Re: how do I expand a unicode string to its visual UTF8
representation?
On Fri, 07 Aug 2009 00:44:50 -0700, Andrew wrote:
Indeed, this is what I suspected and this is part of my point. Whatever
solution I wind up with it needs to be platform-independent.
Do you need to convert it to 7-bit ASCII? If you can use 8-bit chars,
converting to UTF-8 is probably easiest - you can use
byte[] bytes = str.getBytes("UTF-8");
to get the UTF-8 data to put in your database, and then use
String str = new String(bytes, "UTF-8");
to convert the data you get from the database back into a Unicode string.

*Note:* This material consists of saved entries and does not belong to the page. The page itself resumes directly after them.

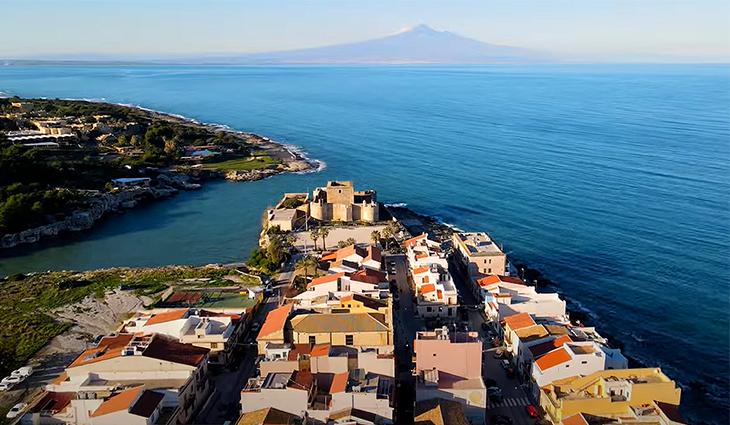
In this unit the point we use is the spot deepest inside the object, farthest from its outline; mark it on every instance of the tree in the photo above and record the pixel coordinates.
(305, 263)
(387, 234)
(314, 235)
(324, 232)
(375, 236)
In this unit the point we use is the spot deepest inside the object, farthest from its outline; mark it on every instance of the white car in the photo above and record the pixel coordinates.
(15, 410)
(13, 379)
(24, 371)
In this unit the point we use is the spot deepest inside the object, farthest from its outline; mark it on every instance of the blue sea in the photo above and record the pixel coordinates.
(613, 180)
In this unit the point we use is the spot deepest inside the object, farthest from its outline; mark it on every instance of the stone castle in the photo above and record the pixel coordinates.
(339, 201)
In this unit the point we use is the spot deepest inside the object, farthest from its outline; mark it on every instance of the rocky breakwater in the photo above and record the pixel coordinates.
(100, 204)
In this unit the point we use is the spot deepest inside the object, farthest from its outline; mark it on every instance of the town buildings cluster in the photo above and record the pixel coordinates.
(330, 352)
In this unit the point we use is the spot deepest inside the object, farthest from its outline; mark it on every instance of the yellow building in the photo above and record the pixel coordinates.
(353, 329)
(607, 393)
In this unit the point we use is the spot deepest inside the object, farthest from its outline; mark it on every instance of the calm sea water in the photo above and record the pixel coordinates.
(613, 180)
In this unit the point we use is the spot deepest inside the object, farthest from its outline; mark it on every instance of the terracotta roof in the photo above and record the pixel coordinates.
(439, 411)
(518, 321)
(275, 320)
(146, 403)
(164, 347)
(413, 240)
(368, 276)
(339, 322)
(545, 347)
(325, 279)
(167, 316)
(368, 302)
(425, 289)
(553, 358)
(339, 383)
(52, 402)
(330, 256)
(267, 416)
(576, 419)
(108, 348)
(301, 380)
(419, 270)
(494, 279)
(118, 402)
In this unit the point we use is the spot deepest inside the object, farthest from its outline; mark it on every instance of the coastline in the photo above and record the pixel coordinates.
(102, 205)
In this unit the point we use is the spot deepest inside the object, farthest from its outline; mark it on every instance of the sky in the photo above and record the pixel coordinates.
(691, 30)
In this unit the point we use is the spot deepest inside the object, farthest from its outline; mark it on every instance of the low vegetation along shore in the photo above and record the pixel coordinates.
(37, 307)
(65, 164)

If you do decide to use the \u escape codes, you could do:
public class UnicodeTest {
public UnicodeTest() {
}
public void doit() {
StringBuilder builder = new StringBuilder();
builder.append("Copyright \u00A9 2009\n"); builder.append("Here is
the phrase (in Icelandic): I can eat glass and it doesn't hurt me\n");
builder.append("\u00C9g get eti\u00F0 gler \u00E1n \u00FEess a\u00F0
mei\u00F0a mig");
String str = builder.toString();
System.out.println(str);
for (char c : str.toCharArray() ) {
if ((c & 0xFF80) == 0)
System.out.print(c);
else
System.out.printf("\\u%04X",(short)c);
}
}
public static void main(String[] args) {
UnicodeTest test = new UnicodeTest();
test.doit();
}
}
Writing a function to convert from the \u escape codes to a unicode
string is left as an exercise for the reader (this would be an advantage
of using UTF-8 - you don't have to write your own decoder).